Busmantsi has all the characteristics of a "high surveillance prison", wrote Al-Khalidi from his cell via encrypted messaging sent to InfoMigrants. There are "iron doors, the permanent presence of security agents and a lack of freedom of movement inside [as well as] surveillance cameras and electronic listening equipment in the rooms which are active 24 hours a day and 7 days a week."
Al-Khalidi as well as several other sources said that the rooms are locked between 10 pm and 7 am, with access to the bathroom thus impossible. Inmates are forced to use empty water containers or bottles to relieve themselves at night.
Providing photos to InfoMigrants as proof, Al-Khalidi also claimed that the meals served in the detention centers were insufficient, with sometimes only one served per day. Migrants are also plagued by insects, including bedbugs, which cause skin diseases, he said.

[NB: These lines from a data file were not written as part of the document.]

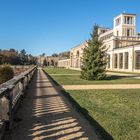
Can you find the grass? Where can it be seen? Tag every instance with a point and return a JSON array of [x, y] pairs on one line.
[[117, 111], [60, 71], [124, 72], [76, 80]]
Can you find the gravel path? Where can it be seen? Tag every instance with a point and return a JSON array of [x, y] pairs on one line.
[[109, 86], [46, 115]]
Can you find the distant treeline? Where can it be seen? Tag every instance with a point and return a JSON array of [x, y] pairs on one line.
[[14, 57]]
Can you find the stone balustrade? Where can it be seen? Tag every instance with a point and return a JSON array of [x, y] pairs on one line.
[[11, 93]]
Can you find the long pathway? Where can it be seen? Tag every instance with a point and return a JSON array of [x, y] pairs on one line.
[[46, 115]]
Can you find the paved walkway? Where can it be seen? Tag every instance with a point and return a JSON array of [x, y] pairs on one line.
[[113, 86], [46, 115]]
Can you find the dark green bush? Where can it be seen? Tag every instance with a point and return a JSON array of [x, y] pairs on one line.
[[6, 73]]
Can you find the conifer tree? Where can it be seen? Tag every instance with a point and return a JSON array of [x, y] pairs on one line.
[[93, 61]]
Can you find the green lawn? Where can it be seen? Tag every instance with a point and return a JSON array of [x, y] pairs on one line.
[[117, 111], [76, 80], [60, 71], [66, 79]]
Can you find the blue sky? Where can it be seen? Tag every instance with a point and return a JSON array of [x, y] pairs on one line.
[[53, 26]]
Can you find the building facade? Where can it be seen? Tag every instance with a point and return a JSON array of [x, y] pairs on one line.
[[122, 45], [64, 63]]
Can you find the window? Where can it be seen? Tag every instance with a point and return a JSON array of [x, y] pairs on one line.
[[128, 32], [118, 21], [115, 60], [137, 59], [128, 20], [108, 60], [121, 60], [126, 60], [117, 33]]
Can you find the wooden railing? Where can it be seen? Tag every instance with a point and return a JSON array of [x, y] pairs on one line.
[[11, 93]]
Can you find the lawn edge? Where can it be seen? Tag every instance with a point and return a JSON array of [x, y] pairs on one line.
[[99, 130]]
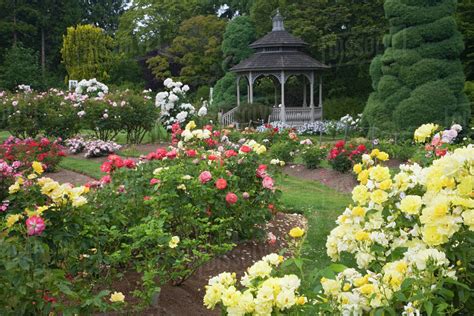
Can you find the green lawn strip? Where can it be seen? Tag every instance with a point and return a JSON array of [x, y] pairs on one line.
[[87, 167], [321, 205]]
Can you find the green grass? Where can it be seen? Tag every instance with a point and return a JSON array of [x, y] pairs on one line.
[[321, 205], [89, 168]]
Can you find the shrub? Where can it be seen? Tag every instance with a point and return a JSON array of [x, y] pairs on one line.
[[283, 150], [313, 156], [342, 156], [255, 113], [49, 153], [335, 108]]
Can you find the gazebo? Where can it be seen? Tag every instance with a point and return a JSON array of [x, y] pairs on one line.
[[280, 55]]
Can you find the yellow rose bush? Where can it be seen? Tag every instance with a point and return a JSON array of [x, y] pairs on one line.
[[412, 233], [261, 290]]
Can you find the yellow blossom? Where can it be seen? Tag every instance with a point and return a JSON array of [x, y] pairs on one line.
[[117, 297], [37, 167], [296, 232]]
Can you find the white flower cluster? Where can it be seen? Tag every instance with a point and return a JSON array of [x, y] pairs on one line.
[[264, 294], [173, 109], [92, 148], [92, 88]]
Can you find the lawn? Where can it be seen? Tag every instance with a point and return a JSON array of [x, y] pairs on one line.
[[321, 205]]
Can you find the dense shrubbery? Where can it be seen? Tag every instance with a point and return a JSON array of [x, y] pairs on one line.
[[419, 78]]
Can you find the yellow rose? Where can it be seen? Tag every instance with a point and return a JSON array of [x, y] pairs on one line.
[[296, 232], [174, 242], [379, 196], [382, 156], [358, 211], [117, 297], [362, 235], [411, 204], [357, 168], [37, 167], [12, 219], [190, 125]]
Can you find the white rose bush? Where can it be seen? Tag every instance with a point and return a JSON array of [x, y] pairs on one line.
[[173, 105]]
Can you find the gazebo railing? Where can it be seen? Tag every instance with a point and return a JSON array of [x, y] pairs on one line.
[[229, 117], [296, 115]]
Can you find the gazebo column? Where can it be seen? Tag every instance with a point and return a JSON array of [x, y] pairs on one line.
[[251, 88], [282, 109], [304, 91], [320, 91], [311, 96], [238, 90]]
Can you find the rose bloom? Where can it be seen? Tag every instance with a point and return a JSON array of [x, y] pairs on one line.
[[35, 225], [231, 198], [267, 183], [221, 184], [106, 179], [191, 153], [154, 181], [129, 163], [205, 176], [230, 153], [245, 149]]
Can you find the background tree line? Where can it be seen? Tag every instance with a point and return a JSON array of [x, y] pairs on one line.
[[197, 41]]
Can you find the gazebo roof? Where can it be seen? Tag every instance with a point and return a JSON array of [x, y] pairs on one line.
[[278, 50]]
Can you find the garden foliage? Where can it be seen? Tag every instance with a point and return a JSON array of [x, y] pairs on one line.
[[419, 78]]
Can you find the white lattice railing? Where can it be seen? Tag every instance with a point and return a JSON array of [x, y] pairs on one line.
[[296, 115], [293, 115], [229, 117]]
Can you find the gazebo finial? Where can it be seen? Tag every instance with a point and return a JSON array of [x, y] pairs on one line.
[[278, 22]]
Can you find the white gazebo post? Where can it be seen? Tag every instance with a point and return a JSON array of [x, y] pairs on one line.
[[282, 109], [238, 91], [311, 96], [304, 91], [251, 88], [320, 91]]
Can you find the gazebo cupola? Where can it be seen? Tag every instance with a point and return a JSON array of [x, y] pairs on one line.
[[280, 54]]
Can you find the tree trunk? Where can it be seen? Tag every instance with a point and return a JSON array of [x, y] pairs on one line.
[[43, 54]]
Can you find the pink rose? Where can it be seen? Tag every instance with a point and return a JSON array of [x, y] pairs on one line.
[[267, 183], [231, 198], [35, 225], [205, 176], [154, 181]]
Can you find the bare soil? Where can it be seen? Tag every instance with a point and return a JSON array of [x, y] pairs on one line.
[[343, 182]]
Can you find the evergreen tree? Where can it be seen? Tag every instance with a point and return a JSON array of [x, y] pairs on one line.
[[87, 53], [419, 78]]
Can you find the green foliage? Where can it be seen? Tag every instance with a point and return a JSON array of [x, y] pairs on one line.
[[196, 49], [335, 108], [225, 96], [313, 156], [283, 150], [255, 112], [87, 53], [239, 33], [20, 67], [465, 20], [419, 79]]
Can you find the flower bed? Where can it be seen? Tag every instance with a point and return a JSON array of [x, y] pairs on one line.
[[24, 152]]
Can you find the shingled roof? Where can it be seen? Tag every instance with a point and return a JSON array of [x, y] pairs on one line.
[[278, 50]]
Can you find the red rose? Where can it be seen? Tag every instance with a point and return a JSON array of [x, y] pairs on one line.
[[245, 149], [231, 198], [129, 163], [340, 144], [230, 153], [221, 184], [191, 153], [205, 176]]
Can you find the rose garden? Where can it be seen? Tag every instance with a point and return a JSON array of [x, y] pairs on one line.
[[130, 197]]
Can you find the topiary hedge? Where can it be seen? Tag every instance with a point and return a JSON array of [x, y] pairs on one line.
[[419, 78]]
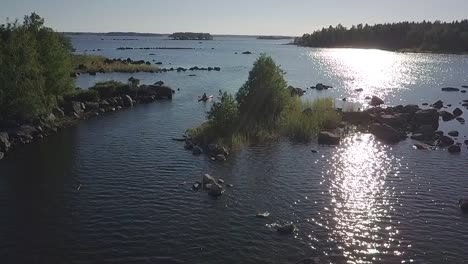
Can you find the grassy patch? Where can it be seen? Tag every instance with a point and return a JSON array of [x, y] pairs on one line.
[[95, 63], [303, 120]]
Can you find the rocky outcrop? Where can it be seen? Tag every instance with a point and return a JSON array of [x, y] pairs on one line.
[[454, 149], [457, 112], [4, 142], [450, 89], [328, 138], [376, 101], [387, 133], [127, 101], [446, 116]]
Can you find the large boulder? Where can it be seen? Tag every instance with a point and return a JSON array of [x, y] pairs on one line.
[[328, 138], [215, 189], [387, 133], [457, 112], [208, 179], [450, 89], [73, 107], [376, 101], [447, 116], [454, 149], [393, 120], [58, 112], [445, 141], [438, 105], [426, 117], [4, 142], [127, 101]]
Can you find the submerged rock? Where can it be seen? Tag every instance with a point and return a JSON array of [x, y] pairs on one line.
[[4, 142], [438, 105], [450, 89], [376, 101], [286, 228], [387, 133], [457, 112], [446, 116], [328, 138]]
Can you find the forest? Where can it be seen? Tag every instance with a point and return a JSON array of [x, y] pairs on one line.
[[35, 66], [437, 37]]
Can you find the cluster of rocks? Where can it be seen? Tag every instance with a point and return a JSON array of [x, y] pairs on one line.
[[181, 69], [213, 186], [153, 48], [393, 124], [70, 112], [320, 87], [215, 152], [454, 89], [294, 91]]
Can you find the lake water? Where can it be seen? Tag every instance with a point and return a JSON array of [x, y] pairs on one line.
[[116, 189]]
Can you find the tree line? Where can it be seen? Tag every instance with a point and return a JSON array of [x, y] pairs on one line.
[[445, 37], [35, 66]]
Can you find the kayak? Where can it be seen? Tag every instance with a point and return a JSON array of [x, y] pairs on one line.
[[206, 98]]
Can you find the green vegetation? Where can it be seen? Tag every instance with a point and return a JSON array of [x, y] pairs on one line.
[[264, 109], [95, 63], [35, 66], [191, 36], [408, 36]]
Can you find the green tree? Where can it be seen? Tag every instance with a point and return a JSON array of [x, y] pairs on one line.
[[224, 114], [34, 70], [262, 98]]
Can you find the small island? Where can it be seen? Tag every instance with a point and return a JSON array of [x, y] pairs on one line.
[[190, 36], [274, 37]]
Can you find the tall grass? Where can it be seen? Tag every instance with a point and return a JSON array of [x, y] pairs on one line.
[[303, 120], [95, 63], [300, 121]]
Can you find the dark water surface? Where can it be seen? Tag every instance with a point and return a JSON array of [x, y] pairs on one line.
[[116, 189]]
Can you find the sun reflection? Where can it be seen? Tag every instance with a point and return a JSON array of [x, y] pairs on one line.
[[377, 72], [362, 203]]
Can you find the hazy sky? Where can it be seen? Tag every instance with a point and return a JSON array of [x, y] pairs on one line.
[[280, 17]]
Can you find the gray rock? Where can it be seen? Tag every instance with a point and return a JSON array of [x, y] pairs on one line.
[[446, 116], [438, 105], [454, 149], [387, 133], [446, 141], [208, 179], [286, 228], [127, 101], [58, 112], [426, 117], [376, 101], [422, 146], [450, 89], [328, 138], [72, 107], [4, 142], [216, 190], [197, 151], [457, 112]]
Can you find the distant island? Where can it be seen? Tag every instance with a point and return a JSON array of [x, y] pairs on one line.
[[274, 37], [436, 37], [117, 34], [191, 36]]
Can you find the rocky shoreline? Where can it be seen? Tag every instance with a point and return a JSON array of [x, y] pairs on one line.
[[14, 133]]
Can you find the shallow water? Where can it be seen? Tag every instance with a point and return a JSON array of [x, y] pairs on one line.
[[116, 189]]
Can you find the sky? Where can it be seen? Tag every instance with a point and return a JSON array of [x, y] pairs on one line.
[[249, 17]]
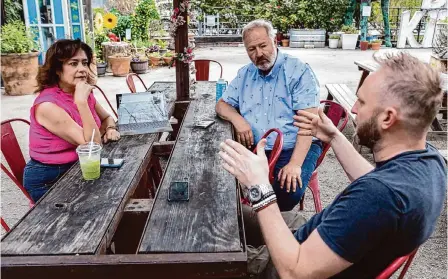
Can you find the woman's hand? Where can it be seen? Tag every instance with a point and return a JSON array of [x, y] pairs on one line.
[[111, 135], [82, 92]]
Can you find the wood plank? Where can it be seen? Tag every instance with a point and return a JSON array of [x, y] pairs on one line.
[[208, 222], [204, 265], [78, 216]]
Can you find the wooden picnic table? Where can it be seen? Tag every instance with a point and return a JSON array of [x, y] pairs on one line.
[[107, 228]]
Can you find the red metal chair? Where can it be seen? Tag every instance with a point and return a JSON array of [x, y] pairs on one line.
[[4, 225], [131, 84], [203, 69], [13, 155], [275, 153], [339, 116], [395, 265], [107, 100], [273, 158]]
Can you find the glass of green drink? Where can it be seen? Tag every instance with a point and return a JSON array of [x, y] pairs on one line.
[[90, 165]]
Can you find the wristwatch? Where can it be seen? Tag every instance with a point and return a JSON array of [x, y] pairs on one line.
[[259, 192]]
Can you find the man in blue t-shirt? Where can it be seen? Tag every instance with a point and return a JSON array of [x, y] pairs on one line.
[[387, 211]]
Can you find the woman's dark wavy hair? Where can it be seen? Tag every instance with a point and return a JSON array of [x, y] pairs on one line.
[[57, 54]]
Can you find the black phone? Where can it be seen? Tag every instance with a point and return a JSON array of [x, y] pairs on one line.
[[178, 191], [111, 163]]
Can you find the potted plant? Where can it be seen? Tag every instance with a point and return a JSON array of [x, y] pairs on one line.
[[155, 58], [163, 46], [350, 37], [376, 44], [364, 45], [285, 41], [19, 58], [333, 41], [139, 63], [120, 62], [168, 57]]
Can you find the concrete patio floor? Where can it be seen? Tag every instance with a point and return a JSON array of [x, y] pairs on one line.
[[330, 66]]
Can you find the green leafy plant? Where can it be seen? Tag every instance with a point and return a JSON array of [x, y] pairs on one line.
[[349, 29], [162, 44], [15, 38], [169, 54], [123, 23], [144, 12]]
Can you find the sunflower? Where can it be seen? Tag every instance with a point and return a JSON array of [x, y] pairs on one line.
[[99, 22], [110, 21]]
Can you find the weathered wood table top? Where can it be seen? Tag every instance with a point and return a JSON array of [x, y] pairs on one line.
[[208, 222], [78, 216]]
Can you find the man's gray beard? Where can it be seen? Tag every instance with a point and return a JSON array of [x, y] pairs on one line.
[[269, 65]]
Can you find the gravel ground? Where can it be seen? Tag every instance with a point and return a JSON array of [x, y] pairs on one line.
[[330, 66]]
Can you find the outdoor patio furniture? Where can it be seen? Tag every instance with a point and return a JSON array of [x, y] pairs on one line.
[[107, 100], [395, 265], [339, 116], [275, 153], [13, 155], [203, 69], [131, 84], [110, 228]]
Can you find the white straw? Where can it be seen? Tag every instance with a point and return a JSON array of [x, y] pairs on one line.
[[91, 143]]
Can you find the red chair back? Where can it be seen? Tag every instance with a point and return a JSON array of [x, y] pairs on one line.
[[13, 154], [275, 153], [131, 84], [395, 265], [203, 69], [107, 100], [339, 116]]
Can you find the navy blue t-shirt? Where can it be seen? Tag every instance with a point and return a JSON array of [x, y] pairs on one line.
[[384, 214]]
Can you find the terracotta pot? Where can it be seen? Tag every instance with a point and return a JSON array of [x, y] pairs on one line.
[[120, 65], [364, 45], [139, 67], [19, 73], [155, 61], [376, 46], [167, 60]]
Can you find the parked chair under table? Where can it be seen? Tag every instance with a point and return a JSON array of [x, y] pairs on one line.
[[14, 156], [130, 82], [339, 116], [202, 67]]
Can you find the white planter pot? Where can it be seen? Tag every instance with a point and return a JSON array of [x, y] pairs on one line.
[[349, 41], [333, 43]]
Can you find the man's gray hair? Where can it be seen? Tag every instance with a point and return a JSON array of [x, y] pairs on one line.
[[257, 24]]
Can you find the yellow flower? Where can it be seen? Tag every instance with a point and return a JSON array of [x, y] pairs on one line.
[[110, 21], [99, 22]]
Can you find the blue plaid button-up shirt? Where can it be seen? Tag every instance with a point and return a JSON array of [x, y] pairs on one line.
[[271, 101]]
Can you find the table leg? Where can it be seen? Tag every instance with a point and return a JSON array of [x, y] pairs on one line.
[[363, 77]]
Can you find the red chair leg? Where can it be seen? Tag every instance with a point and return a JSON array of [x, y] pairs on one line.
[[4, 225], [407, 265], [301, 201], [314, 187]]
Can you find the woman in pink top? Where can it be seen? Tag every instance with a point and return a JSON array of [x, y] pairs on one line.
[[63, 116]]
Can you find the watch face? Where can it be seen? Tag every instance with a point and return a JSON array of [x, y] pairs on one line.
[[254, 194]]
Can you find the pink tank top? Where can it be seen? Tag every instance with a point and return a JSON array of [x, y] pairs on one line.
[[45, 146]]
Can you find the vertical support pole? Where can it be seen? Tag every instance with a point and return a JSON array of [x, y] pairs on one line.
[[182, 69]]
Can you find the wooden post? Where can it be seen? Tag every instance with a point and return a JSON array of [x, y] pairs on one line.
[[182, 69]]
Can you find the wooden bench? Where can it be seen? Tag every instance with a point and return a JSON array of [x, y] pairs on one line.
[[344, 96]]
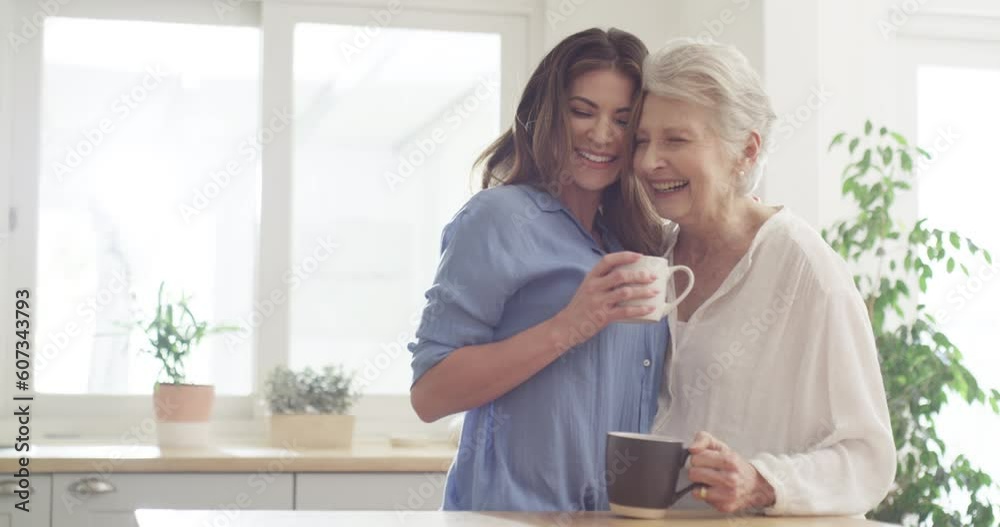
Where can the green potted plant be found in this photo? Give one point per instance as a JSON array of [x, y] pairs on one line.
[[311, 409], [182, 409], [922, 369]]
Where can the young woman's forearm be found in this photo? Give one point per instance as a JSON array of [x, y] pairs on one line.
[[474, 375]]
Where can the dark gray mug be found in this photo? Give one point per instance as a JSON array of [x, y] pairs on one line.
[[642, 474]]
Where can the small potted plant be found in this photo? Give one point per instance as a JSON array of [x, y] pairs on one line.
[[182, 410], [310, 409]]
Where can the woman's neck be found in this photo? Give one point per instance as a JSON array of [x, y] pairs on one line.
[[583, 204], [728, 229]]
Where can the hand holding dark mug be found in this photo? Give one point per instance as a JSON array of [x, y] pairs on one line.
[[730, 483], [642, 474]]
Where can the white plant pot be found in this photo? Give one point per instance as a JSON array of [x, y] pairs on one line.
[[312, 431]]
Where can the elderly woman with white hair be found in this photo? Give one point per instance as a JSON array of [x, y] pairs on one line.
[[773, 371]]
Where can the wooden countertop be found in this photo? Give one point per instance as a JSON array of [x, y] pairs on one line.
[[374, 457], [170, 518]]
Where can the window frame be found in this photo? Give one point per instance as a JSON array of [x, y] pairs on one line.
[[236, 419]]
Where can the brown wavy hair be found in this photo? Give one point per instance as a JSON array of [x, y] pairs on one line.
[[536, 149]]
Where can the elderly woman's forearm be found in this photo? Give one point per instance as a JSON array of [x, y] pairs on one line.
[[472, 376]]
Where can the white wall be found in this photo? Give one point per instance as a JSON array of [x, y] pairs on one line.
[[657, 21], [6, 106], [653, 21]]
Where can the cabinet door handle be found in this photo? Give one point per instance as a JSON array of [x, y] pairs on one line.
[[9, 486], [91, 486]]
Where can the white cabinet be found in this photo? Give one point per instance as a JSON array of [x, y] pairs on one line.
[[39, 503], [86, 500], [399, 492]]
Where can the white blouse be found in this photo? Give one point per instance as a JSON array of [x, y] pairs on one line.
[[780, 364]]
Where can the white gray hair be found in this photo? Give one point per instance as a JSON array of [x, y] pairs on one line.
[[718, 77]]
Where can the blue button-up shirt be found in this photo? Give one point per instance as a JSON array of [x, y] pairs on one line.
[[512, 258]]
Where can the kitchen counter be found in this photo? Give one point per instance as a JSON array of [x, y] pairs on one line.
[[365, 457], [169, 518]]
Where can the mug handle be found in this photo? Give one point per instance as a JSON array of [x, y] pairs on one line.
[[680, 493], [670, 306]]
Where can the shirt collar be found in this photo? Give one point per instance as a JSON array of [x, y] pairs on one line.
[[543, 199]]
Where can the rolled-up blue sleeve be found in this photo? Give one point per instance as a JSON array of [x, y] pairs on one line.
[[474, 279]]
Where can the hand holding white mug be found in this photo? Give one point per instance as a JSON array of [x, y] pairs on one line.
[[663, 271], [605, 293]]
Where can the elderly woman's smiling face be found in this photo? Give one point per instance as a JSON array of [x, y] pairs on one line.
[[686, 168]]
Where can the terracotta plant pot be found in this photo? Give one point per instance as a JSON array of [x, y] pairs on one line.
[[182, 414], [312, 431]]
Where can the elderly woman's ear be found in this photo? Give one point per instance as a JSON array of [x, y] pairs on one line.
[[751, 151]]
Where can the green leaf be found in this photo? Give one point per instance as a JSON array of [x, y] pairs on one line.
[[886, 156], [853, 144], [837, 139], [866, 160], [906, 162]]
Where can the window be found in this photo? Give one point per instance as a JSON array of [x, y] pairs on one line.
[[954, 89], [384, 146], [297, 188]]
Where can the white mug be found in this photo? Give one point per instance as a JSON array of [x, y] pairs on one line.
[[663, 271]]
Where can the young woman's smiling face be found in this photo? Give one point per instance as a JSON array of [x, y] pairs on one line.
[[599, 106]]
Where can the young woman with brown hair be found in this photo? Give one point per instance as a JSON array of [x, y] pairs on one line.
[[519, 326]]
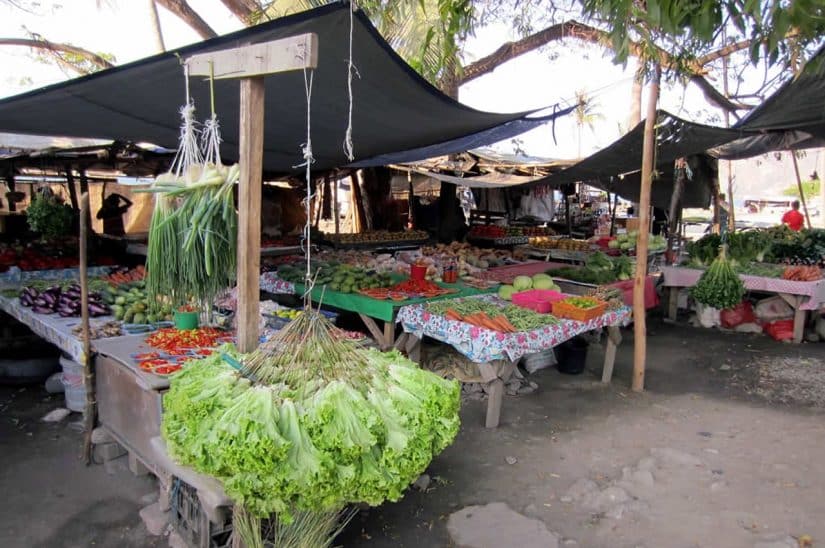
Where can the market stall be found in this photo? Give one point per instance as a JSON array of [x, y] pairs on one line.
[[497, 353]]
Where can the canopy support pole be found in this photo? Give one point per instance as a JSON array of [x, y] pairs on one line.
[[648, 151], [249, 211], [801, 190]]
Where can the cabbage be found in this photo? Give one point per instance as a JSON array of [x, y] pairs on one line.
[[522, 283]]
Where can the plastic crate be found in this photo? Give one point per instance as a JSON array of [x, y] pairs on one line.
[[191, 522], [539, 300]]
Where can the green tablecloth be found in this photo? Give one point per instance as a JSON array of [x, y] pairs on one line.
[[380, 310]]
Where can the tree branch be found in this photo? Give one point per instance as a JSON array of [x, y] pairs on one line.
[[245, 10], [586, 33], [184, 11], [57, 48]]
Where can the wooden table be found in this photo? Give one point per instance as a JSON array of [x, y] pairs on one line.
[[496, 356]]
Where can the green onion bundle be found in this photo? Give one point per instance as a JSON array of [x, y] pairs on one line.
[[719, 286]]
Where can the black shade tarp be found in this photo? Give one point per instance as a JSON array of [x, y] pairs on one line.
[[617, 167], [394, 108]]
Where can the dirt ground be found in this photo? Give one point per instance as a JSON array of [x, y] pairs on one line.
[[724, 449]]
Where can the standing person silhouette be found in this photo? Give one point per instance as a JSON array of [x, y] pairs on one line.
[[793, 218], [112, 214]]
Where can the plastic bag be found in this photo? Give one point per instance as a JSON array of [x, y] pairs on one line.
[[772, 309], [739, 314]]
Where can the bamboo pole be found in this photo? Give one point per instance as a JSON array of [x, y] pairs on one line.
[[90, 412], [648, 150], [801, 190]]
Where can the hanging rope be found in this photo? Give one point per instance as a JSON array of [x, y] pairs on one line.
[[351, 69], [306, 241]]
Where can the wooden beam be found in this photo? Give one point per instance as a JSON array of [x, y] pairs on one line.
[[293, 53], [648, 152], [249, 211]]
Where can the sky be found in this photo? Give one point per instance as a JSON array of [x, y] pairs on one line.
[[534, 80]]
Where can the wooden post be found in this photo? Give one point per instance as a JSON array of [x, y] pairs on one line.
[[88, 365], [648, 150], [249, 211], [801, 190], [335, 212], [675, 198]]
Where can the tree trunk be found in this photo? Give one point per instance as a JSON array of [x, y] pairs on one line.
[[154, 21], [648, 153], [184, 11]]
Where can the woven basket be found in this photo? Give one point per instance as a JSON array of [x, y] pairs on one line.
[[562, 309]]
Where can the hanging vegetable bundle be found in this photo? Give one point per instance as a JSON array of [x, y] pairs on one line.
[[193, 233], [719, 286], [324, 422]]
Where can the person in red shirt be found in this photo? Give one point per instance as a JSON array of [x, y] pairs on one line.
[[793, 218]]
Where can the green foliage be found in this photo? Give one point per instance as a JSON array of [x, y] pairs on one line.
[[49, 216], [811, 189], [281, 449]]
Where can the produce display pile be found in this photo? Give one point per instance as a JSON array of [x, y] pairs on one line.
[[376, 237], [63, 301], [523, 283], [309, 422], [339, 277], [474, 311], [629, 241], [773, 245], [719, 286], [598, 269]]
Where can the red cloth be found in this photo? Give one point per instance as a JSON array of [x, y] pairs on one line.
[[793, 219]]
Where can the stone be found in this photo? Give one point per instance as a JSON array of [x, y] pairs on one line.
[[582, 487], [108, 451], [176, 541], [155, 519], [780, 540], [717, 486], [668, 455], [56, 415], [495, 525], [603, 500], [101, 435], [422, 482], [646, 463]]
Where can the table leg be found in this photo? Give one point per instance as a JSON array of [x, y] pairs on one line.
[[373, 329], [389, 335], [495, 394], [614, 339], [799, 317], [672, 303], [413, 348]]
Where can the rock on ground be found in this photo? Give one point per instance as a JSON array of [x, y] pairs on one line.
[[495, 525]]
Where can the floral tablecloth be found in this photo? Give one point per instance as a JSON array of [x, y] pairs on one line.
[[484, 345], [815, 291]]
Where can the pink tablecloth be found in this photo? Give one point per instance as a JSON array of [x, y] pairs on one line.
[[675, 276]]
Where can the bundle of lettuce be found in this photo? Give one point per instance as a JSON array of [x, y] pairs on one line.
[[309, 422]]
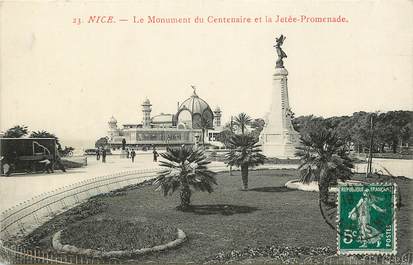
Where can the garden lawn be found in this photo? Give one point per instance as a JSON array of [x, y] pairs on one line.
[[230, 219]]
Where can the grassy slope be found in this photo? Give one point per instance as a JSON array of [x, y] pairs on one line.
[[228, 218]]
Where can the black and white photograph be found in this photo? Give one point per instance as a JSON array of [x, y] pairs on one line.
[[206, 132]]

In addition, detainees are denied access to washing machines and dryers: "We have to wash our clothes manually all the time, sometimes in sub-zero temperatures in winter."

Last April, Human Rights Watch condemned a beating suffered by the Saudi at the hands of agents of the center, demanding an investigation to be opened.
When questioned about this violent incidence, and more generally about the living conditions described in the comments and photos collected by InfoMigrants, the Ministry of the Interior and the State Agency for Refugees have not yet provided any answers.
'I have been deprived of most of my basic human rights'
Fragilized from his months in detention, Al-Khalidi regretted the lack of medical and psychological follow-up, even after he attempted suicide in November 2022. “My depression has reached a peak [in recent months], and my thoughts of self-harm are coming back to me stronger than ever before,” he said.
The Saudi claimed to have written several letters requesting "psychological care" to the State Agency for Refugees and the police services. Yet it was in vain. "I only had one visit with a psychologist,” he said. In this immigration detention center, “I have been deprived of most of my basic human rights; [rights normally] protected by international and European laws," said Al-Khalidi.